DOAÇÃO DO BEM DE FAMÍLIA PARA FILHO NÃO É FRAUDE À EXECUÇÃO FISCAL: UMA ANÁLISE DO ENTENDIMENTO DO STJ
No universo do direito, poucos temas são tão delicados e de extrema importância quanto a proteção do bem de família. Uma recente decisão do Superior Tribunal de Justiça (STJ) reafirmou um importante entendimento neste contexto: a alienação de um imóvel familiar para um filho do devedor não configura fraude à execução fiscal. Este artigo busca esclarecer e analisar esta decisão, fundamentando-se no caso julgado pela 1ª Turma do STJ no AREsp 2.174.427.
A proteção do bem de família é assegurada pela Lei 8.009/1990, que estabelece a impenhorabilidade do imóvel que serve como residência para o devedor e sua família. Essa proteção legal tem como objetivo garantir o direito fundamental à moradia, evitando que famílias sejam desalojadas devido a dívidas.
No caso em questão, após ser citado em uma execução fiscal, um devedor transferiu seu imóvel residencial para seu filho. O juízo de primeiro grau manteve a impenhorabilidade do bem, mas o Tribunal Regional Federal da 2ª Região (TRF-2) reformou a decisão. O TRF-2 entendeu que a proteção da impenhorabilidade não se justifica quando há uma transferência de bens dentro da própria família, visando a proteção patrimonial.
Contudo, o STJ, ao analisar o recurso, reafirmou seu entendimento de que a impenhorabilidade do bem de família é mantida mesmo nesse contexto de transferência para um descendente.
O ministro Gurgel de Faria, relator da matéria, ressaltou que as duas turmas de Direito Público do STJ sustentam a posição de que a impenhorabilidade é inalterada pela transferência do imóvel residencial, reforçando a imunidade deste bem aos efeitos da execução fiscal. Essa interpretação se alinha ao princípio da proteção familiar, evitando que uma interpretação restritiva da lei resulte na perda da moradia da família do devedor. Ademais, a decisão enfatiza a importância de preservar o bem de família como um reduto de segurança e estabilidade para os entes familiares.
A decisão do STJ tem implicações significativas. Primeiramente, ela reforça a segurança jurídica em torno da proteção do bem de família, garantindo que a finalidade da lei seja cumprida. Além disso, evita-se que interpretações divergentes entre diferentes instâncias judiciais levem a insegurança e desamparo de famílias.
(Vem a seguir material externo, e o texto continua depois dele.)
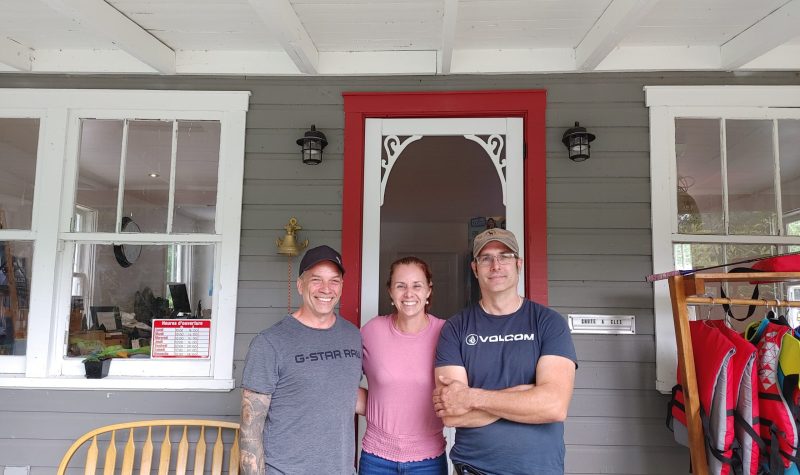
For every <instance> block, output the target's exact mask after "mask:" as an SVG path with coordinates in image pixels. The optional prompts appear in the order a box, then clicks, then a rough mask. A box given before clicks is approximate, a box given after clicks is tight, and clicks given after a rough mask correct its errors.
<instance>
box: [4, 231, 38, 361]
mask: <svg viewBox="0 0 800 475" xmlns="http://www.w3.org/2000/svg"><path fill="white" fill-rule="evenodd" d="M32 256H33V243H31V242H21V241H13V242H12V241H0V355H24V354H25V342H26V340H27V338H28V309H29V307H30V303H29V301H30V299H29V295H30V294H29V291H30V288H31V287H30V286H31V273H30V270H31V265H32V263H31V257H32ZM9 263H13V266H12V265H9ZM11 269H13V274H12V272H11ZM12 275H13V277H12Z"/></svg>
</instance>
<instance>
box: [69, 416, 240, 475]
mask: <svg viewBox="0 0 800 475" xmlns="http://www.w3.org/2000/svg"><path fill="white" fill-rule="evenodd" d="M118 432H119V434H117V433H118ZM179 432H180V433H182V435H181V436H180V440H179V441H178V443H177V446H176V447H173V443H172V442H171V437H174V436H175V435H176V434H178V433H179ZM206 432H208V433H209V435H208V437H209V438H210V439H212V440H213V445H212V447H211V452H210V458H211V460H210V464H209V466H208V467H206V461H207V460H206V459H207V455H208V454H207V452H208V451H207V446H208V445H209V444H208V442H207V441H206ZM125 433H127V438H126V441H125V442H124V446H123V445H122V444H123V442H122V439H123V437H125ZM145 433H146V434H147V435H146V437H144V438H143V437H141V436H143V435H144V434H145ZM170 433H172V436H171V435H170ZM223 433H224V434H225V436H224V438H223ZM228 433H231V434H232V436H228V435H227V434H228ZM137 435H138V436H139V437H137ZM190 439H192V441H190ZM137 440H138V442H139V443H141V444H140V445H139V447H137ZM209 442H210V441H209ZM154 444H156V445H158V447H159V449H158V450H157V451H156V452H157V456H158V460H157V461H156V460H155V458H154V450H153V446H154ZM117 445H120V446H121V448H122V458H121V462H120V463H119V467H120V469H119V471H115V469H116V466H117V465H118V464H117V451H118V447H117ZM190 446H191V447H193V448H194V464H193V465H192V466H191V468H190V467H189V466H188V465H189V455H190ZM102 447H105V450H103V458H102V462H103V463H102V465H101V469H102V472H99V473H102V474H103V475H114V474H115V473H120V474H121V475H133V473H134V470H135V473H137V474H139V475H145V474H150V473H153V472H152V469H153V468H156V467H154V466H153V464H154V462H155V463H157V469H158V471H157V472H155V473H158V474H159V475H167V473H170V474H171V473H175V475H185V474H195V475H200V474H203V473H207V471H206V470H208V471H209V472H208V473H212V474H215V475H217V474H221V473H222V468H223V459H225V458H226V456H225V454H226V452H227V459H228V460H227V462H228V472H227V473H230V474H238V473H239V424H238V423H236V422H223V421H210V420H199V419H163V420H153V421H137V422H125V423H122V424H113V425H109V426H105V427H100V428H98V429H94V430H92V431H89V432H87V433H86V434H84V435H82V436H81V437H80V438H78V440H76V441H75V443H73V444H72V446H71V447H70V448H69V450H67V453H66V454H64V457H63V458H62V459H61V464H60V465H59V466H58V472H57V474H58V475H64V474H65V473H66V470H67V467H68V466H69V463H70V460H72V459H73V457H74V456H75V455H76V453H78V452H81V453H82V452H85V453H86V457H85V460H86V462H85V465H84V467H85V468H84V472H83V473H84V474H86V475H89V474H95V473H98V472H97V469H98V464H99V462H100V452H101V448H102ZM226 447H227V448H228V450H226ZM137 452H138V453H139V457H138V459H137V457H136V453H137ZM74 458H76V459H79V458H80V457H74ZM137 460H138V464H137V463H136V461H137ZM172 460H174V464H173V465H171V464H170V462H171V461H172Z"/></svg>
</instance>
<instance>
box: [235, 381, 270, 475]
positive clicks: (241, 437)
mask: <svg viewBox="0 0 800 475" xmlns="http://www.w3.org/2000/svg"><path fill="white" fill-rule="evenodd" d="M271 399H272V398H271V396H270V395H268V394H260V393H256V392H253V391H248V390H247V389H244V390H242V422H241V428H240V430H239V445H240V447H241V449H240V450H241V458H240V466H241V469H242V475H263V474H264V471H265V468H264V463H265V460H264V438H263V436H264V423H265V421H266V420H267V411H269V403H270V401H271Z"/></svg>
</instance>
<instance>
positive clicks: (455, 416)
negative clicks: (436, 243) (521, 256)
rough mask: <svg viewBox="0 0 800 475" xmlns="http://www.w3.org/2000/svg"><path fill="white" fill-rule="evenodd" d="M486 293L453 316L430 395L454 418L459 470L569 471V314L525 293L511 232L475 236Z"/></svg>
mask: <svg viewBox="0 0 800 475" xmlns="http://www.w3.org/2000/svg"><path fill="white" fill-rule="evenodd" d="M473 257H474V261H473V263H472V270H473V272H474V273H475V276H476V277H477V279H478V284H479V286H480V289H481V300H480V301H479V302H478V304H477V305H473V306H471V307H467V308H466V309H464V310H463V311H461V312H460V313H459V314H457V315H455V316H454V317H452V318H450V319H449V320H448V321H447V322H446V323H445V325H444V327H443V328H442V332H441V336H440V338H439V345H438V347H437V349H436V370H435V375H436V390H435V391H434V393H433V403H434V409H435V410H436V414H437V415H438V416H439V417H441V418H442V420H443V421H444V424H445V425H447V426H450V427H456V428H457V429H456V441H455V445H454V446H453V449H452V450H451V451H450V458H451V460H452V461H453V465H454V466H455V468H456V473H457V474H458V475H466V474H487V475H489V474H503V475H513V474H520V475H522V474H525V475H531V474H535V475H551V474H553V475H554V474H563V473H564V422H563V421H564V420H565V419H566V417H567V410H568V409H569V402H570V399H571V398H572V388H573V385H574V382H575V370H576V368H577V356H576V354H575V346H574V345H573V343H572V337H571V336H570V333H569V328H568V326H567V323H566V321H565V320H564V318H563V317H562V316H561V315H559V314H558V313H557V312H555V311H554V310H552V309H550V308H547V307H545V306H543V305H539V304H537V303H535V302H532V301H530V300H527V299H525V298H523V297H520V296H519V294H518V292H517V284H518V283H519V273H520V272H521V271H522V259H521V258H520V257H519V245H518V244H517V240H516V238H515V237H514V234H513V233H511V232H510V231H506V230H505V229H499V228H494V229H488V230H486V231H484V232H482V233H481V234H479V235H478V236H476V237H475V240H474V243H473Z"/></svg>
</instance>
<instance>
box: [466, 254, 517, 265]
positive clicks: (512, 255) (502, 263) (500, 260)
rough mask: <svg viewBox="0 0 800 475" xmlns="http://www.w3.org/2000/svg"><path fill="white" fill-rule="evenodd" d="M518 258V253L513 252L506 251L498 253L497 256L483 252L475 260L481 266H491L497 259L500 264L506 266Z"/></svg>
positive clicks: (475, 261)
mask: <svg viewBox="0 0 800 475" xmlns="http://www.w3.org/2000/svg"><path fill="white" fill-rule="evenodd" d="M517 258H518V257H517V255H516V254H514V253H513V252H504V253H502V254H497V255H496V256H495V255H492V254H481V255H480V256H478V257H476V258H475V262H477V263H478V265H479V266H481V267H489V266H490V265H492V263H493V262H494V261H497V262H498V263H499V264H500V265H502V266H505V265H508V264H511V263H512V262H515V261H516V260H517Z"/></svg>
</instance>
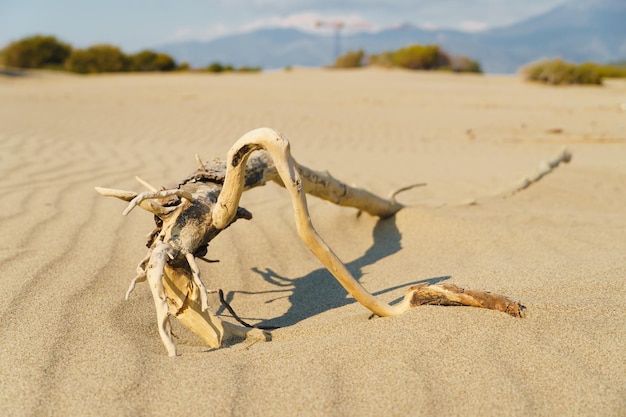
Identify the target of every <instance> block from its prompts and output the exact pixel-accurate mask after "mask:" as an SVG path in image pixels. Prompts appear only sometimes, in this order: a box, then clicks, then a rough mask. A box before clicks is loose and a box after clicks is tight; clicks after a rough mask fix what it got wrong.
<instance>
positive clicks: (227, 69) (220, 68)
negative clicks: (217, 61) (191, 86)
mask: <svg viewBox="0 0 626 417" xmlns="http://www.w3.org/2000/svg"><path fill="white" fill-rule="evenodd" d="M229 67H230V66H229V65H226V66H224V65H222V64H220V63H219V62H213V63H211V64H209V65H208V66H207V67H206V68H205V69H204V70H205V71H209V72H216V73H217V72H224V71H228V68H229ZM230 68H231V70H232V67H230Z"/></svg>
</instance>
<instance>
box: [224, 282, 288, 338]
mask: <svg viewBox="0 0 626 417" xmlns="http://www.w3.org/2000/svg"><path fill="white" fill-rule="evenodd" d="M218 294H219V296H220V303H222V305H223V306H224V308H225V309H226V310H228V312H229V313H230V314H231V315H232V316H233V318H234V319H235V320H237V321H238V322H239V324H241V325H242V326H245V327H249V328H251V329H261V330H276V329H278V328H279V327H276V326H253V325H251V324H249V323H246V322H245V321H243V320H242V319H241V318H240V317H239V316H238V315H237V313H235V310H233V308H232V307H231V306H230V304H229V303H228V301H226V299H225V298H224V291H222V290H221V289H220V290H218ZM255 343H256V342H255Z"/></svg>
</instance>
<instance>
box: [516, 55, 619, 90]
mask: <svg viewBox="0 0 626 417" xmlns="http://www.w3.org/2000/svg"><path fill="white" fill-rule="evenodd" d="M522 73H523V74H524V76H525V77H526V79H527V80H529V81H538V82H542V83H546V84H551V85H568V84H592V85H600V84H602V81H603V80H604V79H605V78H626V63H616V64H613V65H600V64H596V63H593V62H585V63H582V64H572V63H569V62H565V61H563V60H560V59H553V60H546V61H540V62H536V63H534V64H531V65H528V66H527V67H525V68H524V69H523V70H522Z"/></svg>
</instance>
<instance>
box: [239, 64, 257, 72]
mask: <svg viewBox="0 0 626 417" xmlns="http://www.w3.org/2000/svg"><path fill="white" fill-rule="evenodd" d="M235 71H237V72H261V67H248V66H245V65H244V66H243V67H239V68H237V69H236V70H235Z"/></svg>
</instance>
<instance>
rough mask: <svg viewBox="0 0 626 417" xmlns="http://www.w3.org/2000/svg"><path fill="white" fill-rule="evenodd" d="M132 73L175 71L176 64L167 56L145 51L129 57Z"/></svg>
mask: <svg viewBox="0 0 626 417" xmlns="http://www.w3.org/2000/svg"><path fill="white" fill-rule="evenodd" d="M128 58H129V61H130V68H129V69H130V70H131V71H173V70H174V69H176V62H175V61H174V59H173V58H172V57H171V56H169V55H167V54H160V53H156V52H153V51H150V50H147V49H146V50H144V51H141V52H139V53H136V54H134V55H131V56H129V57H128Z"/></svg>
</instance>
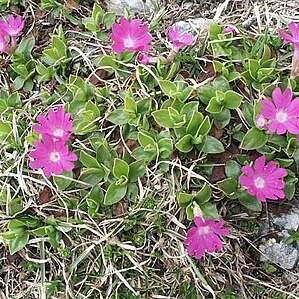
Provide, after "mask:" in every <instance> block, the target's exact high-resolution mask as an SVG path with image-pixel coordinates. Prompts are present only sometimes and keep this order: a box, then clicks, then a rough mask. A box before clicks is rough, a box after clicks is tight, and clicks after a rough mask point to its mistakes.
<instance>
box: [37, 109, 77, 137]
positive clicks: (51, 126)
mask: <svg viewBox="0 0 299 299" xmlns="http://www.w3.org/2000/svg"><path fill="white" fill-rule="evenodd" d="M70 117H71V115H70V113H65V111H64V109H63V107H62V106H59V107H58V108H57V111H54V109H50V110H49V114H48V118H47V117H45V116H43V115H39V116H38V117H37V120H38V121H39V122H40V125H35V126H33V130H34V131H35V132H37V133H39V134H41V135H42V136H43V137H44V136H46V135H48V136H50V137H51V138H52V139H53V140H54V141H56V140H59V141H64V142H66V141H68V140H69V138H70V133H71V130H72V127H73V121H72V120H71V119H70Z"/></svg>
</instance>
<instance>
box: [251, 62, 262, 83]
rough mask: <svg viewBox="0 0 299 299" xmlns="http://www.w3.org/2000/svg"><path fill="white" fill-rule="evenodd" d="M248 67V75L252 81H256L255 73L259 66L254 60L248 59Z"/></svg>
mask: <svg viewBox="0 0 299 299" xmlns="http://www.w3.org/2000/svg"><path fill="white" fill-rule="evenodd" d="M248 67H249V74H250V76H251V77H252V78H253V79H257V73H258V70H259V69H260V67H261V66H260V64H259V62H258V61H257V60H255V59H249V60H248Z"/></svg>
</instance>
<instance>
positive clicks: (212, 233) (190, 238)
mask: <svg viewBox="0 0 299 299" xmlns="http://www.w3.org/2000/svg"><path fill="white" fill-rule="evenodd" d="M194 223H195V226H194V227H192V228H190V229H189V231H188V232H187V238H186V240H185V241H184V244H186V245H187V251H188V254H189V255H190V256H194V257H195V258H196V259H198V260H199V259H201V258H202V257H203V256H204V254H205V252H209V253H213V252H215V251H220V250H222V249H223V243H222V240H221V238H220V236H228V235H229V233H230V231H229V230H228V229H225V228H222V227H223V225H224V224H225V222H224V220H220V221H219V222H217V223H216V222H215V221H214V220H213V219H209V220H206V221H205V220H204V219H203V218H201V217H195V218H194Z"/></svg>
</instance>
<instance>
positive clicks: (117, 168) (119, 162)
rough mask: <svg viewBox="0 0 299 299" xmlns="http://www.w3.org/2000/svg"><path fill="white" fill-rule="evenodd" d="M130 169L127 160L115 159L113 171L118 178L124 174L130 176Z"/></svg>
mask: <svg viewBox="0 0 299 299" xmlns="http://www.w3.org/2000/svg"><path fill="white" fill-rule="evenodd" d="M129 171H130V167H129V165H128V163H127V162H126V161H124V160H121V159H118V158H115V159H114V165H113V169H112V172H113V175H114V176H115V177H116V178H118V179H120V178H121V177H122V176H124V177H126V178H128V176H129Z"/></svg>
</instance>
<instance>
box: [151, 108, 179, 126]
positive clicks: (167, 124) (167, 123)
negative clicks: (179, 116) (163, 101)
mask: <svg viewBox="0 0 299 299" xmlns="http://www.w3.org/2000/svg"><path fill="white" fill-rule="evenodd" d="M152 115H153V117H154V119H155V121H156V123H157V124H159V125H160V126H161V127H164V128H174V127H175V124H174V122H173V121H172V120H171V119H170V116H169V112H168V110H167V109H160V110H157V111H154V112H153V113H152Z"/></svg>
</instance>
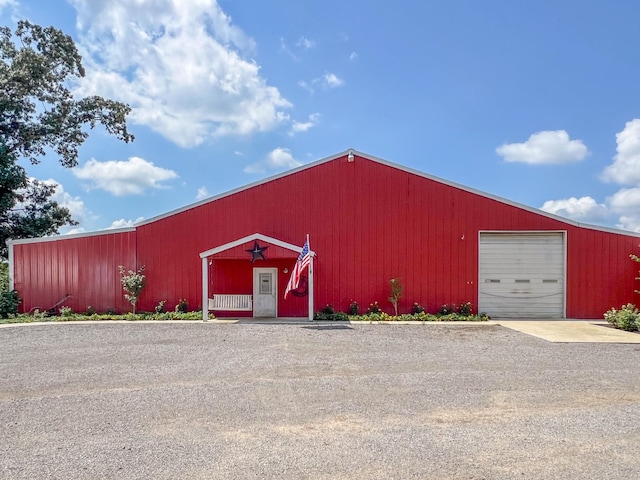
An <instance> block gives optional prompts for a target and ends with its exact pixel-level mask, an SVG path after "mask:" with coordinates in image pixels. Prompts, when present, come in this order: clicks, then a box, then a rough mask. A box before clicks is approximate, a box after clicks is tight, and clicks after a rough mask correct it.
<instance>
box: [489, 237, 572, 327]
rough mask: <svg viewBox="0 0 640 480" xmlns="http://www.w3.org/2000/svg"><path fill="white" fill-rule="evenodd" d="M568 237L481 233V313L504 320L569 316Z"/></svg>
mask: <svg viewBox="0 0 640 480" xmlns="http://www.w3.org/2000/svg"><path fill="white" fill-rule="evenodd" d="M564 250H565V247H564V236H563V233H561V232H546V233H537V232H536V233H534V232H523V233H508V234H502V233H481V234H480V247H479V261H480V265H479V275H480V278H479V292H478V307H479V310H480V311H483V312H486V313H488V314H489V315H491V316H493V317H496V318H500V317H510V318H536V317H538V318H550V317H563V316H564V284H565V282H564V272H565V260H564V259H565V253H564Z"/></svg>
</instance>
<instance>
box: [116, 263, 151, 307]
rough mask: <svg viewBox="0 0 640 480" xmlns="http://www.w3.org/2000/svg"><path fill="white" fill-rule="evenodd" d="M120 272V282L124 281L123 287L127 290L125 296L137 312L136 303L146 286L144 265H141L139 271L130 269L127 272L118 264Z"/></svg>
mask: <svg viewBox="0 0 640 480" xmlns="http://www.w3.org/2000/svg"><path fill="white" fill-rule="evenodd" d="M118 272H119V273H120V282H121V283H122V289H123V290H124V291H125V294H124V298H126V299H127V301H128V302H129V303H131V305H132V307H133V313H136V303H138V297H139V296H140V293H142V289H143V288H144V286H145V283H146V282H145V276H144V275H143V274H142V273H143V272H144V265H143V266H141V267H140V268H139V269H138V271H137V272H134V271H133V270H129V271H128V272H125V269H124V267H123V266H122V265H118Z"/></svg>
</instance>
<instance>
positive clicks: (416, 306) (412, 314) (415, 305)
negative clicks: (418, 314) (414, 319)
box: [411, 302, 424, 315]
mask: <svg viewBox="0 0 640 480" xmlns="http://www.w3.org/2000/svg"><path fill="white" fill-rule="evenodd" d="M419 313H424V307H423V306H422V305H420V304H419V303H418V302H414V303H413V305H412V306H411V314H412V315H418V314H419Z"/></svg>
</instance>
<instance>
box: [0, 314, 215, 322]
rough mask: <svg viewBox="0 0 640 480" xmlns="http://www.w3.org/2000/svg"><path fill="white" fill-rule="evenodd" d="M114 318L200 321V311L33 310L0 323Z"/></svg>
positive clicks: (130, 319)
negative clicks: (31, 313)
mask: <svg viewBox="0 0 640 480" xmlns="http://www.w3.org/2000/svg"><path fill="white" fill-rule="evenodd" d="M215 318H216V317H215V315H213V314H212V313H210V314H209V319H210V320H213V319H215ZM114 320H126V321H130V322H144V321H150V320H193V321H198V320H200V321H202V312H199V311H196V312H186V313H181V312H163V313H151V312H141V313H135V314H134V313H125V314H121V315H118V314H106V313H105V314H98V313H95V314H93V315H85V314H82V313H66V314H64V315H53V316H50V315H46V314H45V313H40V312H35V313H32V314H27V313H22V314H18V315H9V316H8V318H0V324H7V323H33V322H52V323H53V322H80V321H92V322H109V321H114Z"/></svg>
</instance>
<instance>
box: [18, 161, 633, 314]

Embora a decisão seja louvável em sua intenção de proteger a moradia familiar, ela também abre espaço para críticas. Um dos pontos de debate é a possibilidade de que devedores utilizem essa proteção de forma estratégica para blindar seu patrimônio contra credores. Esse aspecto demanda um equilíbrio delicado entre a proteção da família e a garantia de efetividade na execução de dívidas.
A decisão do STJ no caso AREsp 2.174.427 representa um importante marco na proteção do bem de família no Brasil. Ela reafirma que a alienação do imóvel residencial para um filho do devedor não constitui fraude à execução fiscal, fortalecendo a segurança jurídica e a proteção da moradia familiar. Contudo, é necessário permanecer atento às possíveis implicações dessa interpretação, garantindo que o direito à moradia seja preservado sem que haja abusos na proteção patrimonial.